Television isn’t exactly bereft of different ways to have one
person interviewing someone else, but the reason I am not a fan of it when
presented to me as a chat show is because there is something that feels insincere
about them. Rarely would anyone turn up on a chat show because they fancy a
chat, and even less if they like the host – it is more likely there is
something to tell, or sell, about themselves, or something that involves them. News
and current affairs programmes, in search of truth, are more likely to probing
of their interviewees than when they are sat on the sofas of Graham Norton and
Jonathan Ross’s shows, because they are set up to be more entertaining, which
can also be read as less demanding – the one late-night interview show we have
in the UK is “Newsnight,” which originally began in 1980 instead of giving more
nights to Parkinson’s show. While his article talks of combining showbiz, politics,
popular culture and sport in one show, Parkinson could have easily become a
presenter of “Newsnight” instead.
Reading the “Radio Times” article, I don’t get why the effort
of putting on a US-style chat show in the UK is being demanded by Parkinson –
there is something about it being an important and entertaining fixture, and if
it works in the US, it should work here, but the implication is that our own
shows don’t work – Parkinson has often criticised other chat show presenters,
including Terry Wogan, Graham Norton, Davina McCall and Lily Allen, both for
the quality of their shows and the rigour of their interviewing skills, especially
with the remark in 2016, “I wouldn't ever say that Terry Wogan's claim to fame
was as an interviewer. Not at all.”
I should say that I do watch chat shows from the US on a
regular basis, as they upload clips to YouTube, but when I do, they are usually
from the first half of the hour, before the guests have come out. The US
tradition is to begin with the host’s monologue about the day’s events, supplanting
the nightly news bulletin, and follow it with another feature, sketch or a game
– Stephen Colbert has built his current reputation on the quality of his monologues
about Donald Trump, while James Corden and Jimmy Fallon’s interactions with
guests are more memorable when they are framed within rap battles and “Carpool Karaoke.”
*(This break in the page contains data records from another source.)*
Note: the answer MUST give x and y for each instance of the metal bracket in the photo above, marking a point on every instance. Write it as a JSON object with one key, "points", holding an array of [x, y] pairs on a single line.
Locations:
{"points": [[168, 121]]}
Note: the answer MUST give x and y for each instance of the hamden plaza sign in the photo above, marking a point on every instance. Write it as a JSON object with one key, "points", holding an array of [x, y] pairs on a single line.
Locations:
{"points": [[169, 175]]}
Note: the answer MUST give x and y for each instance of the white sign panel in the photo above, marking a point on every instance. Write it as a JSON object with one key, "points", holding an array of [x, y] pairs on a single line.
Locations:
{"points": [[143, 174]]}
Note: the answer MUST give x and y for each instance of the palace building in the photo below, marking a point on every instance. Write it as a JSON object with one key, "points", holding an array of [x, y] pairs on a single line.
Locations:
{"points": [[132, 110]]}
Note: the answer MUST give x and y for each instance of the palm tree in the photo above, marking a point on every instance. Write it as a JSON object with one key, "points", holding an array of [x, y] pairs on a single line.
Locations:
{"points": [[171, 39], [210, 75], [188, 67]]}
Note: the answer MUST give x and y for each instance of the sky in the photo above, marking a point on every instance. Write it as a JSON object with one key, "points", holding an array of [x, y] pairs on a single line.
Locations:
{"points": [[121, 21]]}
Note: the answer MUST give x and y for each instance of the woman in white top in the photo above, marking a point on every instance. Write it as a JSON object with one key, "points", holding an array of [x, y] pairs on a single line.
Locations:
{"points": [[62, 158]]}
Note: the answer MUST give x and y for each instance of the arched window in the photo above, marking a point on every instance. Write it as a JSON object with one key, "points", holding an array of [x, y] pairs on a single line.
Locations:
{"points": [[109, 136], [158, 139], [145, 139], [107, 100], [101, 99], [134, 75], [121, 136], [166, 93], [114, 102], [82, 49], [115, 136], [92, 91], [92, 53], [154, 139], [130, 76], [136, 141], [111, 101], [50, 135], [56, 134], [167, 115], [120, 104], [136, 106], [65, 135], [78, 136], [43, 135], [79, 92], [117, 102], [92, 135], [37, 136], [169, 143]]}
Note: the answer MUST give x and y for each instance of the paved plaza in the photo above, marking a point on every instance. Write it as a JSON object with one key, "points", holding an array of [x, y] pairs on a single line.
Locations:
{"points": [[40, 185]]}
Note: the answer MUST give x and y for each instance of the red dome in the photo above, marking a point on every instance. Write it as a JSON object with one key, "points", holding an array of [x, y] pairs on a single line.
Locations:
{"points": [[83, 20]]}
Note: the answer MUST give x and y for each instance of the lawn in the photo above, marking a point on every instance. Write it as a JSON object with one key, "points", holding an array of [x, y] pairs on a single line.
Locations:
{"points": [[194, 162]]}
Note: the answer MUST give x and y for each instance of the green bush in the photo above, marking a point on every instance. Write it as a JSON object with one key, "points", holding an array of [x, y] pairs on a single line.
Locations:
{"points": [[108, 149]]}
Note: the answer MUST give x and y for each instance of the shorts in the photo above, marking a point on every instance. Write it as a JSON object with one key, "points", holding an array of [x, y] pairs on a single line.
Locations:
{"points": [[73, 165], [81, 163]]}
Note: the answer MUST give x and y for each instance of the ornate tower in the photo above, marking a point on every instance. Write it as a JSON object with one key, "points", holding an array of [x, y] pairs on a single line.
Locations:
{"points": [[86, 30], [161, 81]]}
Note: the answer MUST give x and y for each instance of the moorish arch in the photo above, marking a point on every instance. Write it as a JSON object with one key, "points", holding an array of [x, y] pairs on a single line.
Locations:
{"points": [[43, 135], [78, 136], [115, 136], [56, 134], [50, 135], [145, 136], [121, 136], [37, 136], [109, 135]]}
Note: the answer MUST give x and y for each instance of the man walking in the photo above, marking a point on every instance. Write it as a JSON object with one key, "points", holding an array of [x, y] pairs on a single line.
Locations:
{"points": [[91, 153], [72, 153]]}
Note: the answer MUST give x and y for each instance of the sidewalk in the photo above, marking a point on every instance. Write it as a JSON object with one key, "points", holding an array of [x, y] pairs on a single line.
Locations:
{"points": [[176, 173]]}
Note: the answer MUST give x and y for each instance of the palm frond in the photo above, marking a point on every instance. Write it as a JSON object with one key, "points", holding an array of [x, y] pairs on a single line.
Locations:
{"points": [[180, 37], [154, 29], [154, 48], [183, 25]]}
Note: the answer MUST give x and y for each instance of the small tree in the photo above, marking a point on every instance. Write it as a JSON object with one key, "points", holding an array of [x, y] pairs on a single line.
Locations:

Add in a musical performance at the end of the show, and US chat shows don’t
have a lot to do with chat.
In fact, there is already a show on UK television, in prime
time, that has guests from Hollywood and the West End, that have as much
factual content and musical performances as the US shows do, and it is “The One
Show,” which is just as close to “Blue Peter” – famously, in 2011, presenter Matt
Baker asked David Cameron, when he was Prime Minister, “how on Earth do you
sleep at night,” because he genuinely, innocently, wanted to know.